1. Schritt: Abschaffung der Pflegenoten


Die Pflegenoten werden durch eine gesetzliche Regelung zum 1. Januar 2016 ausgesetzt, da sie keinen echten Qualitätsvergleich zwischen Einrichtungen ermöglichen. Gleichzeitig wird als Übergangslösung gesetzlich geregelt, dass Kassen und Pflegeeinrichtungen die Prüfergebnisse des Medizinischen Dienstes der Krankenversicherungen in der bisherigen Form weiterhin veröffentlichen.

Die Gesamt- und Bereichsnoten auf der ersten Seite der Veröffentlichung werden jedoch entfernt, da sie mit einer bundesweiten Durchschnittsnote von 1,3 keine Aussagekraft haben. Stattdessen soll eine Kurzzusammenfassung des Prüfberichtes der Medizinischen Dienste veröffentlicht werden. Der GKV-Spitzenverband erhält den gesetzlichen Auftrag, bis Ende 2015 einheitliche Vorgaben für die Prüfzusammenfassung zu erlassen, sodass ein Vergleich der Einrichtungen durch die Verbraucher ermöglicht wird.

Zusätzlich werde ich einen Leitfaden für Verbraucher herausgeben, die eine geeignete Pflegeeinrichtung suchen. Ich möchte die Bürgerinnen und Bürger ermutigen, in die Einrichtungen hinein zu gehen und die richtigen Fragen zu stellen.

2. Schritt: Neukonzeption des Pflege-TÜV und der Entscheidungsstrukturen


Die Bürgerinnen und Bürger brauchen messbare Kriterien, an denen sie die Qualität von Pflege und Betreuung festmachen und vergleichen können. Diese Kriterien müssen eine fundierte wissenschaftliche Grundlage haben und dürfen nicht interessengeleitet sein.

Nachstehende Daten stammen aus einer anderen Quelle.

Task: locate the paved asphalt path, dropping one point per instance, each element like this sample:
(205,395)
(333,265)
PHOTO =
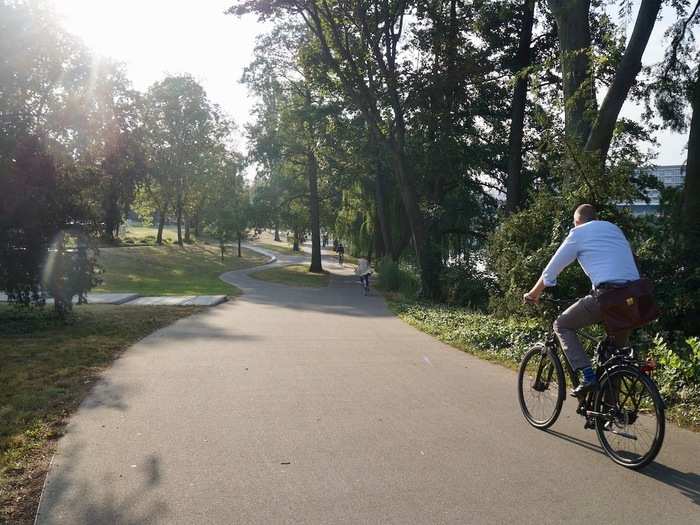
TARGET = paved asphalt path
(298,405)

Bislang war dies nicht möglich, weil die entsprechenden Strukturen im Pflegebereich fehlten. Zum 1. Januar 2016 wollen wir deshalb einen Pflegequalitätsausschuss errichten, der ein neues Qualitätsprüfungs- und Veröffentlichungssystem für Pflegeeinrichtungen berät und als Richtlinie beschließt. In diesem Ausschuss müssen neben den Einrichtungs- und Kostenträgern künftig auch die Verbände der Pflegebedürftigen und der Pflegeberufe gleichberechtigt mit Stimmrecht vertreten sein. Dies ist ein wichtiger Schritt hin zu mehr Partizipation und Transparenz. Die kommunalen Spitzenverbände sowie der Spitzenverband der Medizinischen Dienste sind ständige, beratende Mitglieder des Ausschusses.

Damit der Pflegequalitätsausschuss bei den bisher häufig vorkommenden Pattsituationen eine zügige Entscheidung ohne langwierige Schiedsstellenverfahren und ohne mehr Bürokratie treffen kann, wird er durch einen unparteiischen Vorsitzenden mit ausschlaggebender Stimme geleitet.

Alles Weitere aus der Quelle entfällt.